Сын боярский с выпученными от усердия глазами, распоряжающийся перемещением воеводы-изменника, тот проскочил мимо Самохи, а вот стрельцы, его добровольные помощники, очень уж не желавшие пасти задних, когда дело дойдет до вытряхивания воеводы из дорогих одежд и до дележки прочего его походного имущества, буквально подхватили и пронесли с собою Самоху через весь беснующийся табор. Красные, черные от грязи и пороховой гари, бородатые и усатые рожи мелькали перед ним, блестели белые зубы, взлетали вверх сжатые кулаки, над шапками торчали копья, протазаны и стволы пищалей… Господи, а что сие? Невдалеке над толпой казаков в бараньих шапках начало взлетать в воздух нагое женское тело. Из восторженных выкриков понял юродивый, что это качают казацкую подружку, блудницу, она-де прославилась своими танцами и поносными песнями на ничейной полосе, под пулями… Хотел было отвернуться Самоха, да передумал: теперь уж смотри, не смотри, а любострастным желанием так уж точно не согрешишь. И в самом деле, ему было скорее противно разглядывать ее белые, молодые, однако уже несколько оплывшие бедра, и совсем не любопытен даже треугольник темных волос над заветным местом, мелькающий между двух черных от грязи подошв. Вот только, что кричит она, когда оказывается в высшей точке, зависает и начинает уже падение, а нечесаные волосы конской гривой взлетают над ней? Прислушался, а это: «Царевич Дмитро!

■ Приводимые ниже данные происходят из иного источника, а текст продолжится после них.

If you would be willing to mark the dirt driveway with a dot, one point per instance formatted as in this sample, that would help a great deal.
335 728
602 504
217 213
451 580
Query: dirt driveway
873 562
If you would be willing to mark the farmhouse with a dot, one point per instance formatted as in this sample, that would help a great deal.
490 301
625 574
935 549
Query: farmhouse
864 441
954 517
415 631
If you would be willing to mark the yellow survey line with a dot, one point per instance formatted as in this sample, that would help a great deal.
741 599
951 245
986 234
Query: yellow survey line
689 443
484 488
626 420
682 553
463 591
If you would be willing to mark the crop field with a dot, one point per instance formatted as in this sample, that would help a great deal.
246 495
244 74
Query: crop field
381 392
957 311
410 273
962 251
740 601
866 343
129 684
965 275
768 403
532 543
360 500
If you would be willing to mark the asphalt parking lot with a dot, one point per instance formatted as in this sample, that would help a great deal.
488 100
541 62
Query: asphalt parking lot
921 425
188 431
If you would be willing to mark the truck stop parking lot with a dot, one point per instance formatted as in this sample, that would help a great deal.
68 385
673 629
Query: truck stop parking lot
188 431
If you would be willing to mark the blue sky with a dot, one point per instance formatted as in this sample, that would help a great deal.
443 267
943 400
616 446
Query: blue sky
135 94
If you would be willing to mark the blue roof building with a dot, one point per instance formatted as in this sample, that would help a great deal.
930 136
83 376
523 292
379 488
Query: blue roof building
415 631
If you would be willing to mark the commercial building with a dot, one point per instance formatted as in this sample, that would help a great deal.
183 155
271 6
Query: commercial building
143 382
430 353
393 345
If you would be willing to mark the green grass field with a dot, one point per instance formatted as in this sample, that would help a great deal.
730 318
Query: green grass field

Красавчик!» А чего еще ждать от бабы?

Тут замешкавшиеся было стрельцы оторвали глаза от того места в толпе, над коим в последний раз блеснула телесами бедовая блудница, снова сомкнулись вокруг Самохи и теперь не останавливались уже, пока не доволокли до слишком хорошо знакомой ему смрадной ямы, покрытой жердями. Тут свалился он на землю, потому что все сгрудились вокруг плененного воеводы. А Самоха на удивление быстро поднялся с земли, будто сдавливавшие его со всех сторон стрелецкие плечи, груди и спины передали ему, горячие и потные, часть своей тупой жизненной силы. Еще постоял, таращась, словно что доброе увидел, на то, как развязывают воеводу, бросают навзничь на землю и стягивают с него левый сапог, плюнул и начал осматриваться, чтобы определить, в какую сторону уходить ему из табора.

Уже на ходу, медленно и осторожно переставляя ноги, вдруг почувствовал на голове нечто лишнее. Остановился юродивый, снял потрепанную стрелецкую шапку и некоторое время вертел в руках, разглядывая. Повесил ее на сук ближайшей березки с ободранной понизу корой и осмотрелся тоскливо: посох, вот что ему нужно сейчас – или хотя бы нож, чтобы вырезать самому. Впрочем, может быть, удастся и просто выломать подходящую палку. Пожал плечами и, не удостоив прощального взгляда столь занимательное, для летописца какого-нибудь безумно привлекательное зрелище – разрушенные Кромы и под ними табор восставшего московского войска, поплелся загаженой обочиной дороги.